Sem querer vir para este espaço fazer aquilo a que se chama na gíria - “lavar roupa suja” julguei que se tratava de um assunto encerrado, e que as pessoas tinham entendido os argumentos e as razões apontadas para não efectuar qualquer alteração do jogo nº. 1664 de Iniciados entre o Juventude Ouriense e as “Águias da Memória”, tendo em conta o mail que remetemos àquele clube, com conhecimento à APR e APL.

Assim, e à luz do direito à resposta que nos assiste, passo a esbater algumas considerações:

Refere o senhor Jaime Santos, que perdeu o jogo na secretaria, por “…inflexibilidade…” do nosso treinador/coordenador, que andou um mês a adiar a decisão de alterar o jogo.
Pergunto eu: Com tanto tempo de antecedência, será que não teria tido tempo de promover a alteração do jogo de Juvenis?
Não se esqueça que fui eu que lhe dei pessoalmente conta das razões, pelas quais não alterávamos o jogo, num almoço que tivemos em Ourém. E nessa altura ainda havia muito tempo!!!
Não chame para este assunto o nosso treinador, porque, e neste caso concreto, será o último a ser responsabilizado, se é que há um responsável !?!?

O senhor “felicita” a determinada altura, a conduta pouco desportiva do nosso treinador.
Neste contexto, vejo-me obrigado a felicitá-lo também, e da mesma forma, porquanto, no jogo da primeira mão, em que NOS GANHOU 15-2, o senhor coloca um atleta na baliza, para jogar dois minutos, porque supostamente se lesiona. Não volta a entrar no jogo, porque “supostamente está lesionado”. No entanto, ao intervalo, o mesmo atleta, pelo desempenho que assumiu (rematar e brincar com a bola) demonstrou claramente que estava bem (felizmente).
Não foi com certeza, por esse facto que perdemos o jogo, porque esse, esse foi um jogo bem perdido, não merece da nossa parte qualquer contestação.

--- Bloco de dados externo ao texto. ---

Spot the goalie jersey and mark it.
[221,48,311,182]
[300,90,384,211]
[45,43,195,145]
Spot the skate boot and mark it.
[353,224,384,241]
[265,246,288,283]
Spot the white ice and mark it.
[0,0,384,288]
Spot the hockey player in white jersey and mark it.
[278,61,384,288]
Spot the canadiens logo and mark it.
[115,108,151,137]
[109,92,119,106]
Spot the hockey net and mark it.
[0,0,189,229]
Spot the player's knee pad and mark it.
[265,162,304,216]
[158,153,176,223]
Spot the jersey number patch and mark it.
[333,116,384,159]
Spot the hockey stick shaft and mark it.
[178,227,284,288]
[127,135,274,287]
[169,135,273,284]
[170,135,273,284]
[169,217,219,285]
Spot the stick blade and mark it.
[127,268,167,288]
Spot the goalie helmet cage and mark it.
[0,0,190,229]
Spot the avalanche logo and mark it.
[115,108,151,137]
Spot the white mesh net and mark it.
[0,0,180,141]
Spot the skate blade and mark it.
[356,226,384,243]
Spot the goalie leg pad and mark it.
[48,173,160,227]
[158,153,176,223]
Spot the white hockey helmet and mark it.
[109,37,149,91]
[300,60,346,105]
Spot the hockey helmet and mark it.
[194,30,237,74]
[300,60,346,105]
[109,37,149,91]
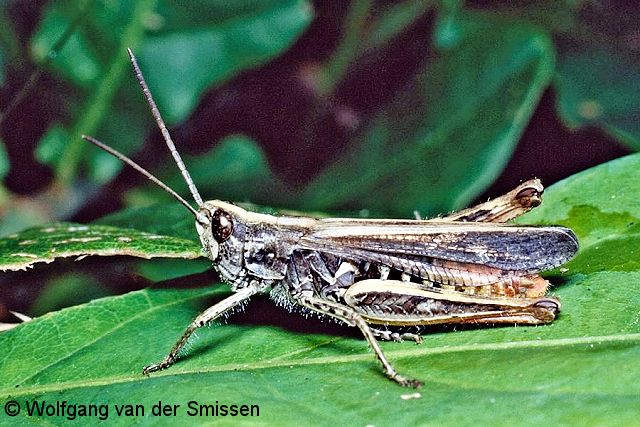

Mas digo-lhe senhor Jaime Santos, meritíssimo treinador dos Águias da Memória, conforme lhe disse naquele almoço em Ourém, foi esse episódio que ficou na retina da maior parte da comitiva do Juventude Ouriense, que se deslocou naquele dia à simpática localidade de Memória, e que posteriormente despoletou reacções e decisões que viriam a inviabilizar qualquer alteração.

Para terminar reafirmo, quando se está de consciência tranquila, porque se está do lado do bom-senso, do desportivismo e do fair-play, e por maior que seja a pressão exterior, estarei, estaremos sempre do lado dos PAIS e dos ATLETAS.
O Juventude Ouriense, não precisa de subterrâneos para caminhar.
Sobre este assunto não voltarei a fazer mais nenhuma abordagem.